Deep learning-based systems for Human Activity Recognition (HAR) are useful for health monitoring and activity tracking on wearable devices, but the training of accurate models often requires large and representative datasets. Federated Learning (FL) is a privacy-preserving approach for utilizing data on users' devices to train deep learning models on large datasets, but it is limited to training homogeneous model architectures. In this paper, we propose Federated Learning via Augmented Knowledge Distillation (FedAKD) for training heterogeneous models in a distributed setting. FedAKD is evaluated on two HAR datasets and is shown to be more flexible and efficient than standard FL, with up to 20% performance gains for clients and 200X less communication overhead compared to other FL methods. FedAKD is also relatively more robust under statistical heterogeneity.

Knowledge Distillation

Knowledge Distillation (KD) is a technique to transfer knowledge from a trained model to a to-be-trained model.
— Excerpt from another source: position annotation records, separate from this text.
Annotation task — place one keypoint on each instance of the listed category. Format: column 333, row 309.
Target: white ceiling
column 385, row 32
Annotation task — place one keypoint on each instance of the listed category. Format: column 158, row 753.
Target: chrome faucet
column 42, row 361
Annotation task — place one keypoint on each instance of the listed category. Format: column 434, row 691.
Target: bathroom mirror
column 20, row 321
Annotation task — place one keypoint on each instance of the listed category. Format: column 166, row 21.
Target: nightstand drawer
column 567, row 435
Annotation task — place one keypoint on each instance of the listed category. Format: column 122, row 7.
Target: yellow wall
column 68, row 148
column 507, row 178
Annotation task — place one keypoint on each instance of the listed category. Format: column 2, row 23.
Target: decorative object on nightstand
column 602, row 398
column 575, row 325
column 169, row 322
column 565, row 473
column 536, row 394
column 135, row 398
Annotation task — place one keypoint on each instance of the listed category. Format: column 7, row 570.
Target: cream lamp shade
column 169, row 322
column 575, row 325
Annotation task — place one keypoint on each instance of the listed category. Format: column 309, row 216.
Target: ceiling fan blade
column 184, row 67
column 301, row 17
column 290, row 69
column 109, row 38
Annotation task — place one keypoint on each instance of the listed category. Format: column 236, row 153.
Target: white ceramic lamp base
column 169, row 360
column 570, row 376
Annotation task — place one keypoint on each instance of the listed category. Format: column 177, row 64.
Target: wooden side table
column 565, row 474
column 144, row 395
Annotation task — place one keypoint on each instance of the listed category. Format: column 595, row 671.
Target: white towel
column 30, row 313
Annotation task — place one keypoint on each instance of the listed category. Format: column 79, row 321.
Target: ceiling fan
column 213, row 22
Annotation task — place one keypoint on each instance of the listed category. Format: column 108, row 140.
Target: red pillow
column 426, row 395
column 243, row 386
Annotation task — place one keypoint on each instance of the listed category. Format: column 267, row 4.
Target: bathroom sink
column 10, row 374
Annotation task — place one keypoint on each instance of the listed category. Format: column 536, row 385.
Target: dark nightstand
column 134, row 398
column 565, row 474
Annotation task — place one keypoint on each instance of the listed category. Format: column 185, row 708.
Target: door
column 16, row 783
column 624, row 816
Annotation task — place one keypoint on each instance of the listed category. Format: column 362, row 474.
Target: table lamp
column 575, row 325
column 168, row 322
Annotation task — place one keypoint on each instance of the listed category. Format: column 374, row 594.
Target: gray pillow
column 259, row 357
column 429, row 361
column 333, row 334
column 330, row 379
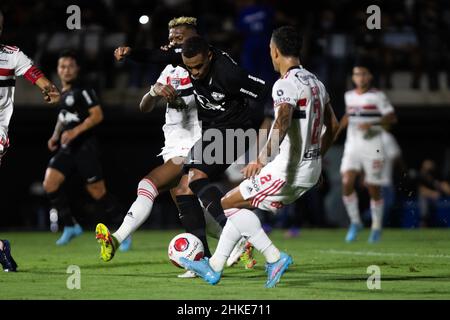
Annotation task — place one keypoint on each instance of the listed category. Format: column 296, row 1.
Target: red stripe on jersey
column 6, row 72
column 370, row 107
column 183, row 81
column 11, row 48
column 301, row 102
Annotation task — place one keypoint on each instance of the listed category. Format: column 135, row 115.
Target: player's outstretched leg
column 203, row 269
column 69, row 233
column 242, row 251
column 276, row 269
column 108, row 242
column 6, row 259
column 376, row 208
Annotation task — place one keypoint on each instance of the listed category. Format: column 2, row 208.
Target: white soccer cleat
column 238, row 250
column 188, row 274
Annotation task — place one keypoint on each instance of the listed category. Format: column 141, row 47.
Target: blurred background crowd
column 411, row 55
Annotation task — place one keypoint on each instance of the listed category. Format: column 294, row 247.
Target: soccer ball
column 185, row 245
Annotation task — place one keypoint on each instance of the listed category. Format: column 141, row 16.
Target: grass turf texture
column 415, row 264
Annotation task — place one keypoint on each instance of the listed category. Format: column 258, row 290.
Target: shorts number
column 316, row 124
column 266, row 178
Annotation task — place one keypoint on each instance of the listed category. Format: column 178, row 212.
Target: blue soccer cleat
column 6, row 260
column 68, row 234
column 353, row 231
column 202, row 269
column 375, row 236
column 275, row 270
column 125, row 245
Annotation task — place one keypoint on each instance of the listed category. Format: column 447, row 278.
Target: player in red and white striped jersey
column 367, row 111
column 13, row 63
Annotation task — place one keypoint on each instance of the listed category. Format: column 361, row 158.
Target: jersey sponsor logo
column 206, row 104
column 282, row 100
column 255, row 184
column 251, row 94
column 70, row 100
column 217, row 96
column 67, row 117
column 256, row 79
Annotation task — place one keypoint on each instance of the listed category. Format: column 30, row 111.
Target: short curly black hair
column 69, row 53
column 288, row 40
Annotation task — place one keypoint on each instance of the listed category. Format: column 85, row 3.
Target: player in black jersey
column 76, row 147
column 222, row 90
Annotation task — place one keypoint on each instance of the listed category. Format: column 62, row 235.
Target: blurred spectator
column 431, row 188
column 255, row 24
column 400, row 45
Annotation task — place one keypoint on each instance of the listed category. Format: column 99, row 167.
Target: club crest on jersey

Unlike standard Federated Learning (FL) algorithms (FedAvg) which communicate model-dependent data (gradients or weights), KD can be used in the context of Federated Learning (FL) to distill knowledge among heterogeneous clients by communicating soft labels calculated using an un-labeled shared dataset.
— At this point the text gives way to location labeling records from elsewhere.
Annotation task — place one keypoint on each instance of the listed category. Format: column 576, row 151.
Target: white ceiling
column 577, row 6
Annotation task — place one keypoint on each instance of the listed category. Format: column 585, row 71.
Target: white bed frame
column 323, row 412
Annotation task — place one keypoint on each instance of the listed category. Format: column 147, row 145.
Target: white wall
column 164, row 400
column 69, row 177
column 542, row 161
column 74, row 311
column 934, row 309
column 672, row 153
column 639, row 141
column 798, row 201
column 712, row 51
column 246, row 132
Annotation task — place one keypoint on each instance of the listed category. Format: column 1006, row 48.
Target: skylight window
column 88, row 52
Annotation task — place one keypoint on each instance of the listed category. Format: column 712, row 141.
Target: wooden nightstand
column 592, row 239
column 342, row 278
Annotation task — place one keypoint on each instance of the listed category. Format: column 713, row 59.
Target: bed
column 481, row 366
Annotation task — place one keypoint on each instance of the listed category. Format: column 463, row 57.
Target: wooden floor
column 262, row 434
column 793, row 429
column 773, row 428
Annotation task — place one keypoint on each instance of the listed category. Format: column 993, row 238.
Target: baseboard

Knowledge Distillation-based Federated Learning enables clients to independenlty design their learning models.

Federated Learning via Augmented Knowledge Distillation

We push KD one step further by using an augmentation algorithm based on a server-controlled permutation and mixup augmentation [1] to distill knowledge more efficiently.
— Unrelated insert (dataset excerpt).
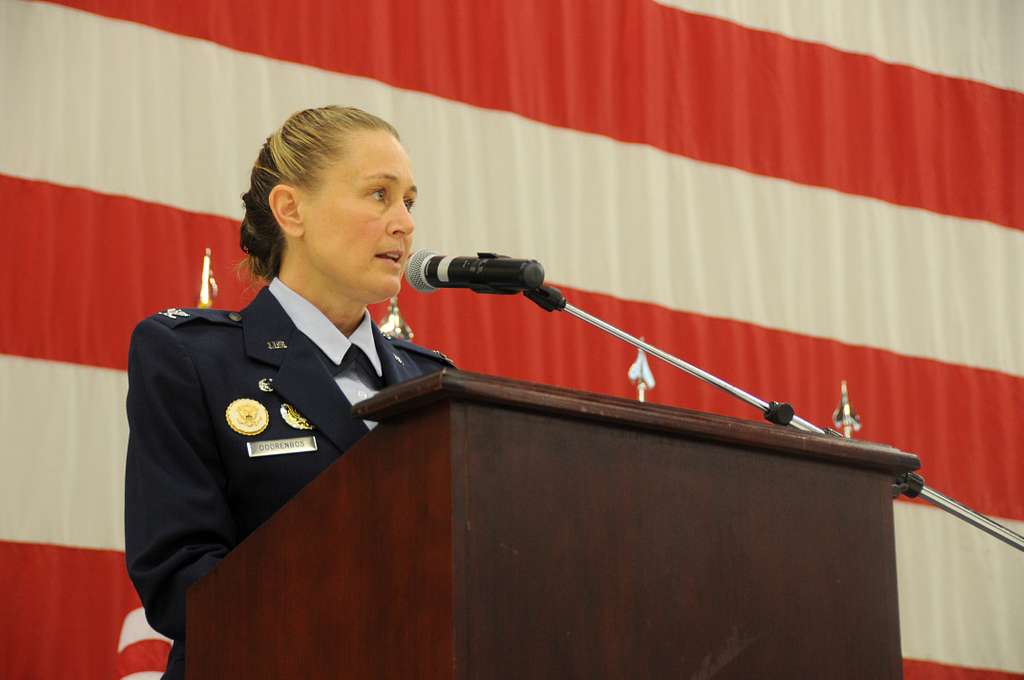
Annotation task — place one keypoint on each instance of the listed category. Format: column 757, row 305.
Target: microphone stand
column 910, row 484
# Global round r of FedAKD starts here

# 1. Local training 
model.fit(local_data, local_labels, epochs = local_epochs) 

# 2. Receive alpha and beta from server 
alpha, beta = receive_metadata_from_server(global_round = r)

# 3. mixup augmentation 
np.random.seed(beta) # beta is used to set the seed to generate the same augmented version of public data across all nodes 
perm = np.random.permutation(len(pub_data))
aug_pub_data = alpha * pub_data + (1-alpha) * pub_data[perm, ...]


# 4. calculate (1) soft labels (2) performance on test data (prepare local knowledge) 
# A value indicating the performance is send to weight soft labels proportional to performance
local_soft_labels = model.predict(aug_pub_data) 
loss, acc = model.evaluate(test_data, test_labels) 


# 5. Send local knowledge, take some rest, then receive global knowledge  
send_to_server({'soft labels': local_soft_labels, 'performance': acc})
global_soft_labels = receive_labels_from_server() 

# 6. Digest knowledge 
model.fit(aug_pub_data, global_soft_labels) 

# Global round r of FedAKD ends here

Results

We evaluate FedAKD on the two previously mentioned HAR datasets against a recent KD-based FL algorithm: FedMD [2]

Average accuracy gains of Federated Learning experiments (%)
Dataset		HARS		HARB
Data distribution		i.i.d	Non-i.i.d	i.i.d	Non-i.i.d
Method	FedMD	24.5	7.2	11.5	-2.7
	FedAKD (ours)	25.4	27.5	12.7	0.4

References

[1] Zhang, H., Cisse, M., Dauphin, Y. N., & Lopez-Paz, D. (2017). mixup: Beyond empirical risk minimization. arXiv preprint arXiv:1710.09412.